Kepler super-flare stars: what are they?
R. Wichmann, B. Fuhrmeister, U. Wolter, E. Nagel

TL;DR
This study investigates the nature of super-flare stars observed by Kepler, using high-resolution spectroscopy to analyze their properties and assess the potential for such extreme flares on Sun-like stars.
Contribution
The paper presents the first high-resolution spectroscopic analysis of super-flare stars, revealing diverse stellar characteristics and challenging simple explanations for super-flare origins.
Findings
Several super-flare stars are very young and fast-rotating with high activity levels.
Some stars show no clear link between age or rotation and super-flare occurrence.

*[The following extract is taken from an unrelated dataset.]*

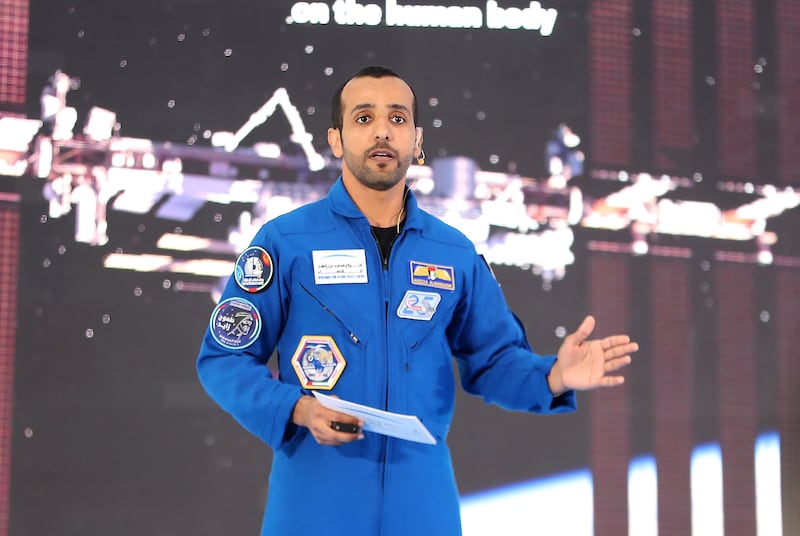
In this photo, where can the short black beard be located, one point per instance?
(371, 179)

Results suggest multiple mechanisms may produce super flares on solar-type stars.
Abstract
The Kepler mission has led to the serendipitous discovery of a significant number of `super flares' - white light flares with energies between 10^33 erg and 10^36 erg - on solar-type stars. It has been speculated that these could be `freak' events that might happen on the Sun, too. We have started a programme to study the nature of the stars on which these super flares have been observed. Here we present high-resolution spectroscopy of 11 of these stars and discuss our results. We find that several of these stars are very young, fast-rotating stars where high levels of stellar activity can be expected, but for some other stars we do not find a straightforward explanation for the occurrence of super flares.